![Bellflower[1] Bellflower[1]](http://californiamag.typepad.com/.a/6a00d8342fd07e53ef015391258ed4970b-800wi)
What if the apocalypse happened tomorrow? That's the central question raised in Bellflower, an intensely earnest Sundance film co-produced by Lenny Powell ’08. The film, which premiered locally last Friday, follows two scruffy 20-somethings from the Californian suburbs in their quest to survive the anticipated end of the world and rule the post-apocalyptic wasteland.

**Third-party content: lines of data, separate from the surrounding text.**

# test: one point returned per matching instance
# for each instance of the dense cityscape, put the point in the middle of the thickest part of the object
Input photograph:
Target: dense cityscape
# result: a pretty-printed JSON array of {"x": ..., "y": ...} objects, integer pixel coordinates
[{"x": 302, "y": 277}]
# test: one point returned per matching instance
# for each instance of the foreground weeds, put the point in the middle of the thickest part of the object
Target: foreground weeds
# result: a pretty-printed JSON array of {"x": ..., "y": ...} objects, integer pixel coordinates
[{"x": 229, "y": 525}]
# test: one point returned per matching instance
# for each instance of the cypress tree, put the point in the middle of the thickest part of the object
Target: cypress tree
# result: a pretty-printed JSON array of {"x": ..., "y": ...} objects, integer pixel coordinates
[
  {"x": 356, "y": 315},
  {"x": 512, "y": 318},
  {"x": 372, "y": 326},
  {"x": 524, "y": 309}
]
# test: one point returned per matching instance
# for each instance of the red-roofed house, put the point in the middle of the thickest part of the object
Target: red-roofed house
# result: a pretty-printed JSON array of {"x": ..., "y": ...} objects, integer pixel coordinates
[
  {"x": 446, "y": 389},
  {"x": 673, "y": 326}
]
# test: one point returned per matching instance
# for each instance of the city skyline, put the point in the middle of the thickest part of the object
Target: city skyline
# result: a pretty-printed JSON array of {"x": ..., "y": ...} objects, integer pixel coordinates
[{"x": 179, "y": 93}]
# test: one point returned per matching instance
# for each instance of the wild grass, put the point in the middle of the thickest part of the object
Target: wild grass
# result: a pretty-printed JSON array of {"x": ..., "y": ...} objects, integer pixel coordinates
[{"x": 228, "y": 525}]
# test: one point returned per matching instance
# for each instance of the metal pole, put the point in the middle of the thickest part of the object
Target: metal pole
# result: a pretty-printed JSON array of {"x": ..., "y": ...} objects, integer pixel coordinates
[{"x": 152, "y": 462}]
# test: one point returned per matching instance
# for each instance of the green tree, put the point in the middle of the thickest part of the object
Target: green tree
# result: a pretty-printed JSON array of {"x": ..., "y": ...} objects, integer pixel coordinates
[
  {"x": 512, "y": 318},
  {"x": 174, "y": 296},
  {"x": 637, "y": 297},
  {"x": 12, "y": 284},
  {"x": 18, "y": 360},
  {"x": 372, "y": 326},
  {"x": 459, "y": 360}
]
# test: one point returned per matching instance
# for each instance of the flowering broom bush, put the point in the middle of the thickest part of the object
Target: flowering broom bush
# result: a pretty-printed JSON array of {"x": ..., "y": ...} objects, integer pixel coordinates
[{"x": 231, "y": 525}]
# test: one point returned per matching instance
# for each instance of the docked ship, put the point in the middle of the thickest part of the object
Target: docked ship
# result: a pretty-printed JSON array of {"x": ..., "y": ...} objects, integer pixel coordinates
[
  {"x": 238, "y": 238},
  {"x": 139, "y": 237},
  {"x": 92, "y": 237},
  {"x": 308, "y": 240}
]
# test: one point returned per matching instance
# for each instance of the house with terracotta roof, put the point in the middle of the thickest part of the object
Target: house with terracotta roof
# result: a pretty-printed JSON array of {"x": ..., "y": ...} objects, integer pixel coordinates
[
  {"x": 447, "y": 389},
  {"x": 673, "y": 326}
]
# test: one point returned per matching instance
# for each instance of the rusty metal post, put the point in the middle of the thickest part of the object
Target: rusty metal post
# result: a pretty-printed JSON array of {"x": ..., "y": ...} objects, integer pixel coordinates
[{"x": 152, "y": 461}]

Bellflower starts out as the stuff of masculine fantasy - think 70-ft flamethrower, whiskey tap on the dash and a grasshopper nosh fest - with strong undertones of hipster culture. Endless scenes of cigarettes, PBRs, and casual seduction, make the first half of the film look like an episode of Mad Men without the glamour. But everything is not as it seems. Even the apocalypse, it turns out, has some tricks up its sleeve. As the film teeters on the margins of art and chaos, the cast and crew explore the visual and metaphorical possibilities of fire and the characters’ youthful charm goes up in smoke.
Powell’s passion for filmmaking was ignited at Cal, where he took a sketch comedy DeCal and once set a neighbor’s abandoned mattress on fire. He ran into the film’s director and main actor, Evan Glodell, soon after graduation when the two worked on a low-budget horror film set in Southern California. “He said they were making a film, and that they had a real working flamethrower,” Powell says. “I didn’t believe him.”
At the start of production, Powell was an assistant but quickly became a key player in this brash and illegal venture. The film ended up costing more than $18,000, most of it coughed up by the director, with the crew largely working pro bono. (It grossed $24,000 on opening weekend, according to independent film website Indiewire). Bellflower also impressed critics at the 2011 Sundance Film Festival, which the crew, Powell said, “entered on a whim” last September.
The unexpected success hasn’t given Powell Hollywood fantasies. While he says he felt a “huge sense of satisfaction and fulfillment,” seeing his vision splashed across the big screen, being on set was “actually really boring.’’
Bellflower will be playing at California Theatre in Downtown Berkeley and Theatre Kabuki in San Francisco for the next two weeks, depending on ticket sales.